Nation’s oldest private military college launches income-share agreement program to improve affordability, retention, and completion of education
Norwich University, the oldest private military college in the United States, has announced a new income-share agreement initiative aimed at improving affordability, student retention, and degree completion. Beginning in fall 2018, Norwich undergraduate students will have the opportunity to opt in to an innovative financing model in which they will pay reduced tuition in exchange for a set percentage of income after graduation over a set period of time.
As financial barriers and loan aversion continue to pose challenges for students’ college-going aspirations, persistence, and degree attainment, higher education institutions are turning to new strategies in an effort to expand access, increase affordability, and reduce the risk associated with paying for college. A growing number of colleges and universities have recently implemented ISAs as a new, student-centric model that aligns costs with outcomes.
“Norwich University is committed to offering this new way to help pay for college in a way that aligns incentives and helps reduce financial barriers to degree completion,” Norwich University Chief Financial Officer & Treasurer Lauren Wobby said. “The new Norwich ISA program has the potential to increase educational access and attainment for our students.”
To develop its ISA program, Norwich tapped Vemo Education, a Virginia-based education technology company that works with higher education institutions to design, implement, and maintain income share agreement initiatives. Last year, Vemo powered $23 million of ISAs at a cross-section of colleges and universities across the country, including Purdue University, Lackawanna College in Pennsylvania, and Clarkson University in New York.
“In many cases, the college degree remains a prerequisite for social and economic mobility — but rising costs and questions about affordability often lead students to underinvest in their higher education or not finish their degree program,” Co-founder and CEO of Vemo Education Tonio DeSorrento said. “Income share agreements can address this challenge, supporting college-going aspiration among the students who can benefit the most from higher education.”
Known as the “birthplace of ROTC” (Reserve Officers’ Training Corps), Norwich University was founded in 1819 and now serves more than 2,400 undergraduates. The university’s new program, the first ISA initiative offered at one of the nation’s six designated senior military colleges, includes opportunities for sophomores, juniors, and seniors to opt into income share agreements. Seniors will also have access to a specialized ISA program designed to close funding gaps in their final semesters and help them complete their degree.
About Vemo Education
Vemo Education is an educational technology company that partners with colleges and universities to design, implement, and maintain income-based financing programs to address institutional goals ranging from educational access and opportunity to degree completion. Vemo Education’s team is committed to working with schools to use income-based financing to increase educational access, attainment, and reduce the risk of financing higher education. Learn more.
About Norwich University
Norwich University is a diversified academic institution that educates traditional-age students and adults in a Corps of Cadets and as civilians. Norwich offers a broad selection of traditional and distance-learning programs culminating in Baccalaureate and Graduate Degrees. Norwich University was founded in 1819 by Captain Alden Partridge of the U.S. Army and is the oldest private military college in the United States of America. Norwich is one of our nation's six senior military colleges and the birthplace of the Reserve Officers’ Training Corps (ROTC).

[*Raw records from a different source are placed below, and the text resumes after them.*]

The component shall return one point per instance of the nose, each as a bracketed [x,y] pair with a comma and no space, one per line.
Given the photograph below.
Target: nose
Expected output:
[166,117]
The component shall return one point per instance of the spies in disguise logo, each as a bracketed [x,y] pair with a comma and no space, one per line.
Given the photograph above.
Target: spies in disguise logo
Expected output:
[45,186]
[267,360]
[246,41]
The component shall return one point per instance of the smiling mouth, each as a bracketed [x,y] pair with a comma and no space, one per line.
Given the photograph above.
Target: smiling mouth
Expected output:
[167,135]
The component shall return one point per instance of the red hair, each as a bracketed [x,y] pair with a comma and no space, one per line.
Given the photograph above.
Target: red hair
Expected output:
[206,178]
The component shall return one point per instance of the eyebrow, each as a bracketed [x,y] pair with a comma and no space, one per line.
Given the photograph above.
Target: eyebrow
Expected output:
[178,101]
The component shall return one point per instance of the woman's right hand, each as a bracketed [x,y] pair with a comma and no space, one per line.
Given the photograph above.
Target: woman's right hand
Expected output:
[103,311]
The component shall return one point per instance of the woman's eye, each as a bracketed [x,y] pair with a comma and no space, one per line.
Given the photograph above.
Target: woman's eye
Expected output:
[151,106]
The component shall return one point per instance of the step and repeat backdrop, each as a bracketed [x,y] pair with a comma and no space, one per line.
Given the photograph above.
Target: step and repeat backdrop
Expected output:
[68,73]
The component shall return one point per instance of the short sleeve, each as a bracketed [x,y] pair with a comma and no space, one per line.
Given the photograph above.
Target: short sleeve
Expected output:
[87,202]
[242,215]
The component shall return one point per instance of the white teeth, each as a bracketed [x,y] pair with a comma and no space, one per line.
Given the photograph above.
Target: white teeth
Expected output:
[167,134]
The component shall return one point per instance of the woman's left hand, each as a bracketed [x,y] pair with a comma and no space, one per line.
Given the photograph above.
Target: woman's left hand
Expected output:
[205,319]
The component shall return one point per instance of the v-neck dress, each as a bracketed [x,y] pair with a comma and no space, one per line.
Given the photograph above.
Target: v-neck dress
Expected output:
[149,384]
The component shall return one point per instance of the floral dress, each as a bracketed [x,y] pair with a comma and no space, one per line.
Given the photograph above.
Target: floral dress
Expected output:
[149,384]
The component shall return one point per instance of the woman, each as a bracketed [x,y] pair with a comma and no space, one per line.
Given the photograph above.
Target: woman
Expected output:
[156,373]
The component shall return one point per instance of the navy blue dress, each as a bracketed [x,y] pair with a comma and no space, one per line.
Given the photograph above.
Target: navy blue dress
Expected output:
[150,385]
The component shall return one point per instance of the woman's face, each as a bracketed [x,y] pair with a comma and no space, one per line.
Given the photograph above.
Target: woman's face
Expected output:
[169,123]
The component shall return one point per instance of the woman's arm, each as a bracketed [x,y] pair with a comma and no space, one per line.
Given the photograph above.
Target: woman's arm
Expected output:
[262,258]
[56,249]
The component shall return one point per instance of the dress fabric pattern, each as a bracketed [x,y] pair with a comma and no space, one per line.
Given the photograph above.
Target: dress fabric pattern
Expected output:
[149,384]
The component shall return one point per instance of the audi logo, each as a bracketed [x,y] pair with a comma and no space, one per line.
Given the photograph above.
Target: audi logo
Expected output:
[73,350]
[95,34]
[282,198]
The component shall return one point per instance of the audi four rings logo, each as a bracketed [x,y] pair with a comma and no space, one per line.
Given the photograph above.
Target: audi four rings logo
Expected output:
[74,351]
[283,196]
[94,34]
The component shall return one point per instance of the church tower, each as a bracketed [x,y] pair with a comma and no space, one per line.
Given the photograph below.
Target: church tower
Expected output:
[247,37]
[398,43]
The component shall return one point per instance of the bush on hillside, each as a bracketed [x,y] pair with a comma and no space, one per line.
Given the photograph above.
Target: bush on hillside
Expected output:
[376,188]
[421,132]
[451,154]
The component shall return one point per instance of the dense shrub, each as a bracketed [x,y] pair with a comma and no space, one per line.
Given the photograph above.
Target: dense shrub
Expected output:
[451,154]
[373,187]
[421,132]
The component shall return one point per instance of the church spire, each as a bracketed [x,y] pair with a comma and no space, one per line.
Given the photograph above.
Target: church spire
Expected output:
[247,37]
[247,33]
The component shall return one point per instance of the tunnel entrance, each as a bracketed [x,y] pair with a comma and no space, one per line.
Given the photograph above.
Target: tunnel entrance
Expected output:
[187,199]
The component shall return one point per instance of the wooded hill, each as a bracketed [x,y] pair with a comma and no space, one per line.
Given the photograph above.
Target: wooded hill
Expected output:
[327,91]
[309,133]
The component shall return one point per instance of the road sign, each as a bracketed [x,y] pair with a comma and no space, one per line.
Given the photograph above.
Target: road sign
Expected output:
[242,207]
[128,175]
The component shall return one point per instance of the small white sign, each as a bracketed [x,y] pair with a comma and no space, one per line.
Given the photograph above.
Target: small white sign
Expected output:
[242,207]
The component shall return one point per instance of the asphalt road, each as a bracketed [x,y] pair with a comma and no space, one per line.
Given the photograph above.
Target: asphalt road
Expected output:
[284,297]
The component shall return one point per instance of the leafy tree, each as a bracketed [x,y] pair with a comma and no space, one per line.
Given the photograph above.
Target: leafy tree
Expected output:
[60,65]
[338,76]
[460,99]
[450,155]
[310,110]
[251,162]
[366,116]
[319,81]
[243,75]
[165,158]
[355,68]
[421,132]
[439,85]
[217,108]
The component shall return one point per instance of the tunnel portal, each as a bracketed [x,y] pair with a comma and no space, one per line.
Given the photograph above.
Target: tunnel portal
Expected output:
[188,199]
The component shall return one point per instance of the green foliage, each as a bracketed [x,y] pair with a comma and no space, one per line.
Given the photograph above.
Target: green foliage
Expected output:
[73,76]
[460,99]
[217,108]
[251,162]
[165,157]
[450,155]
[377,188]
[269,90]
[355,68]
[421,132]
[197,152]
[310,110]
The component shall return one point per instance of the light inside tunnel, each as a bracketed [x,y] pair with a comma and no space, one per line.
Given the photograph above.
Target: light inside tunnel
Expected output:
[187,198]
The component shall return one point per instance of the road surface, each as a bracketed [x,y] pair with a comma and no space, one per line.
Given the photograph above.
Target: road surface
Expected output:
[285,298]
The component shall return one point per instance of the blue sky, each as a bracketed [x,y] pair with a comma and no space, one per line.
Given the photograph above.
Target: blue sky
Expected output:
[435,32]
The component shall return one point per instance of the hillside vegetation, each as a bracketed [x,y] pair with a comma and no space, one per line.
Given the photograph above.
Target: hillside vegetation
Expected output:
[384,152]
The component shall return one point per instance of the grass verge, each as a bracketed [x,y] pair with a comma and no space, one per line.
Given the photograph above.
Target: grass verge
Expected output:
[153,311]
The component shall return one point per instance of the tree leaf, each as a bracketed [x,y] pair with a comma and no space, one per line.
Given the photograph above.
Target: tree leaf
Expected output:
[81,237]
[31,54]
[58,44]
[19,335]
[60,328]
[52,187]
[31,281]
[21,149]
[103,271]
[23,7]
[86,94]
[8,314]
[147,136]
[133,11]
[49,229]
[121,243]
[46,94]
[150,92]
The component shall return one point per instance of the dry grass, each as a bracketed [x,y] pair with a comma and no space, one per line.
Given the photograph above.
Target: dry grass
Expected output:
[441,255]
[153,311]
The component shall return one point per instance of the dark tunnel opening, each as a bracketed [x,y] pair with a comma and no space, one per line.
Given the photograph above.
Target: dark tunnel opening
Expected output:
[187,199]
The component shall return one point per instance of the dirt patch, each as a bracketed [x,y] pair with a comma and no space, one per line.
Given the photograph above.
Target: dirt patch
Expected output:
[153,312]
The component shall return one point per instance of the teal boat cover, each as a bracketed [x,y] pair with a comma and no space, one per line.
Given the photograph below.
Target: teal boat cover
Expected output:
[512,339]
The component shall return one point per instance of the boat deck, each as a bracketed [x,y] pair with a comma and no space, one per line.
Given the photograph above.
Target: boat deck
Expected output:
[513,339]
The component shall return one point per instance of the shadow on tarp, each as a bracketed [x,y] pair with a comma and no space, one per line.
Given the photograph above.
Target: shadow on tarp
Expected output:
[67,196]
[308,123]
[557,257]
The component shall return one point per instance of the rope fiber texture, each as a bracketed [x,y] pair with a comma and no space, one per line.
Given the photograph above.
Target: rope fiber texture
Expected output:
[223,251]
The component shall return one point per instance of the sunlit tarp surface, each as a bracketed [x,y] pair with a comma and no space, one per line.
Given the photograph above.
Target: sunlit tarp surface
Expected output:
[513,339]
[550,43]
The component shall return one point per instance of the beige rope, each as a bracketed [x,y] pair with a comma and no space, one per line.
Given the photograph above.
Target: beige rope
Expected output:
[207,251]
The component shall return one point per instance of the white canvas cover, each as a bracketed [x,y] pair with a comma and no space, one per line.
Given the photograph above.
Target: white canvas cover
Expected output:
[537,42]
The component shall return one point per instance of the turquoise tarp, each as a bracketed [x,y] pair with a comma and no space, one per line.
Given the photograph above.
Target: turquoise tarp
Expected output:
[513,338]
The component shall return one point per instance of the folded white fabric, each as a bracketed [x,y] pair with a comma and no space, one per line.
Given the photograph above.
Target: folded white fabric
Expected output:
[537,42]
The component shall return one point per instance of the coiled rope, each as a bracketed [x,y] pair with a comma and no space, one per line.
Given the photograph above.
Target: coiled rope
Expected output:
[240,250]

Norwich will celebrate its bicentennial in 2019. In fulfillment of Norwich’s mission to train and educate today’s students to be tomorrow’s global leaders, Norwich launched the Forging the Future campaign in 2014. The five-year campaign, which is timed to culminate in 2019, is committed to creating the best possible learning environment through state-of-the-art academics and world-class facilities and is designed to enhance the university’s strong position as it steps into its third century of service to the nation.